Le passage aux soins adultes peut être mal vécu par les adolescents en général, et en particulier par ceux souffrant de maladies chroniques. Par ailleurs, il n’est malheureusement pas rare de constater, une fois le suivi pédiatrique interrompu, une rupture avec tout système de santé, les adolescents/jeunes adultes n’ayant plus de médecin traitant, les contacts étant le plus souvent limités au service des urgences en cas de crise.5 Par conséquent, de nos jours on ne peut plus se limiter, dans le meilleur des cas, au simple transfert du jeune patient vers les soins adultes ni permettre à des adolescents atteints de maladies chroniques d’être exclus d’un suivi médical.3
Plusieurs barrières au bon déroulement de la transition des soins pédiatriques aux soins adultes ont été identifiées, pouvant être générées par le patient et sa famille, les professionnels de la santé et le système de soins.5,9
Pour le patient et sa famille, le processus de transition marque le plus souvent la fin d’une longue relation de confiance avec l’équipe pédiatrique. Le changement proposé représente l’inconnu et suscite fréquemment beaucoup d’appréhension. Si la transition n’est pas bien préparée et coordonnée, ou si elle survient à un moment inopportun, comme lors d’une période de crise, la transition peut être perçue comme un abandon. Néanmoins, il semble que la résistance au changement du patient et de sa famille ne soit pas le plus important obstacle au bon déroulement de la transition.
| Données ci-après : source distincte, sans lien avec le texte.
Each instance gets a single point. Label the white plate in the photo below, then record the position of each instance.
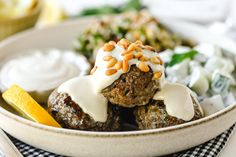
(136, 143)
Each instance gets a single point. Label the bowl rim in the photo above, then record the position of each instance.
(72, 132)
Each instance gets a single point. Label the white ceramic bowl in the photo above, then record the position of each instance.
(136, 143)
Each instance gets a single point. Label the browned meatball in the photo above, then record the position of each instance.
(132, 89)
(70, 115)
(154, 116)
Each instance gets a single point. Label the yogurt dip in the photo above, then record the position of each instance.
(42, 71)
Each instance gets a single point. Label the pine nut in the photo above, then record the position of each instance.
(143, 67)
(138, 55)
(93, 70)
(124, 42)
(154, 60)
(144, 59)
(161, 61)
(108, 47)
(125, 52)
(157, 75)
(125, 66)
(132, 47)
(150, 48)
(139, 42)
(112, 42)
(118, 65)
(110, 72)
(111, 63)
(129, 56)
(107, 58)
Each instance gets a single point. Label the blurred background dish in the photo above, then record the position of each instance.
(17, 15)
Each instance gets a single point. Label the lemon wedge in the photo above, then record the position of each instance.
(26, 105)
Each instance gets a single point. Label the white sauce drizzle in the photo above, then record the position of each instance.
(85, 91)
(81, 91)
(177, 99)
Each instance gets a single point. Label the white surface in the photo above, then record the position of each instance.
(144, 143)
(229, 150)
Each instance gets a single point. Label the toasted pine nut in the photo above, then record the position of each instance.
(157, 75)
(150, 48)
(129, 56)
(124, 42)
(138, 55)
(132, 47)
(161, 61)
(125, 66)
(108, 47)
(111, 63)
(93, 70)
(107, 58)
(110, 72)
(139, 42)
(118, 65)
(112, 42)
(154, 60)
(125, 52)
(138, 49)
(144, 59)
(143, 67)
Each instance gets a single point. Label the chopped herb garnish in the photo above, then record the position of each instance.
(177, 58)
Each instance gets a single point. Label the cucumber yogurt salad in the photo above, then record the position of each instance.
(207, 70)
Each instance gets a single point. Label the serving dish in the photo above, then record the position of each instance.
(134, 143)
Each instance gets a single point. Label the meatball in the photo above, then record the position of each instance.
(70, 115)
(154, 116)
(132, 89)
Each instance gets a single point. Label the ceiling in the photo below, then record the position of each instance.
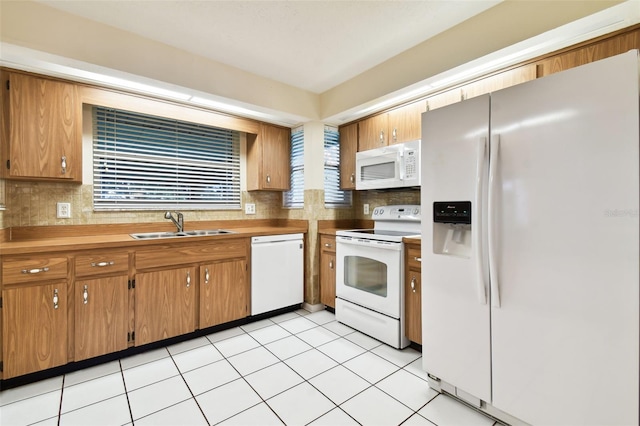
(310, 45)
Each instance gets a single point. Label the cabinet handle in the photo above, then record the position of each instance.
(35, 270)
(102, 264)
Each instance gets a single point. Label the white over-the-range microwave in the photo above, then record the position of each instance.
(393, 166)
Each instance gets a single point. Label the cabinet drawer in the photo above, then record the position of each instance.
(413, 256)
(328, 243)
(102, 263)
(22, 270)
(189, 253)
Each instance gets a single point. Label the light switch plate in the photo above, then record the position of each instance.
(63, 210)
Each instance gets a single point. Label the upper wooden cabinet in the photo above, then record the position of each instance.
(348, 149)
(396, 126)
(405, 122)
(499, 81)
(42, 130)
(268, 159)
(373, 132)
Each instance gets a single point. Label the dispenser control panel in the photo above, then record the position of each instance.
(452, 212)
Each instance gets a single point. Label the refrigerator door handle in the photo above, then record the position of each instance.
(491, 227)
(477, 230)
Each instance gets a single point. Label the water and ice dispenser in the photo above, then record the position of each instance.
(452, 228)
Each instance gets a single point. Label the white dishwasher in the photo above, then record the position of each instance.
(277, 272)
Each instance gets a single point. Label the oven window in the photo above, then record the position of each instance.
(366, 274)
(378, 171)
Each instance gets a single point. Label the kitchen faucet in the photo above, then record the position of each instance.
(179, 223)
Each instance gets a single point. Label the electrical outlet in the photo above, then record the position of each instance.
(63, 210)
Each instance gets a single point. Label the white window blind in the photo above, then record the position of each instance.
(294, 198)
(333, 195)
(142, 162)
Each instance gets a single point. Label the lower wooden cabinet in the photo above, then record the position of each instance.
(328, 270)
(165, 304)
(101, 309)
(34, 328)
(413, 294)
(224, 292)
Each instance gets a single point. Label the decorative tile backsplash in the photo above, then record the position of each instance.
(34, 204)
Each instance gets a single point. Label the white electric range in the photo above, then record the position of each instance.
(370, 273)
L’équipe pédiatrique, en raison de sa longue relation avec le patient et la famille, peut également constituer une entrave. Cette situation se rencontre notamment dans le cas de certaines maladies pédiatriques rares, où le spécialiste et son équipe peuvent avoir le sentiment d’être mieux formés à ce type de pathologies que leurs confrères des soins adultes et, dès lors, avoir de la difficulté à se séparer de leur patient.
Dans le système de soins adultes, certains soignants peuvent se montrer réticents à prendre en charge des jeunes adultes atteints de maladies chroniques. En effet, certains spécialistes adultes peuvent manquer d’expérience et de formation dans la prise en charge de certaines de ces maladies, souvent considérées par le système médical comme exclusivement pédiatriques.
Le système de soins présente aussi certaines barrières liées au manque de moyens financiers, aux limitations du système lui-même, voire au manque d’intérêt pour la tranche d’âges concernée par la transition.
Il est tout de même important de noter qu’aucune de ces barrières n’est insurmontable.
Bien qu’il n’existe pas de recommandations applicables de manière globale afin d’optimiser la transition vers les soins adultes des adolescents souffrant d’affections chroniques,6 plusieurs auteurs ont signalé certains éléments clés (tableau 1).3-8,10-15
Quitter un système de soins familier en qui l’on a confiance, pour un autre, inconnu et dont le niveau de qualité reste encore à découvrir, n’est pas chose facile et peut susciter de l’anxiété et de la méfiance chez le patient et sa famille. Ainsi, la transition doit être annoncée dès le début de l’adolescence et discutée de façon itérative, afin qu’elle soit perçue comme une étape normale du développement. Cette longue préparation permet en outre de disposer l’adolescent et sa famille à la transition et d’évaluer régulièrement les capacités du jeune à franchir le pas, c’est-à-dire à se responsabiliser et prendre en charge lui-même son traitement. Par ailleurs, il est important d’instaurer un plan d’accompagnement permettant de vérifier que le contrôle de l’affection et la qualité de vie ne souffrent pas du changement de système de soins.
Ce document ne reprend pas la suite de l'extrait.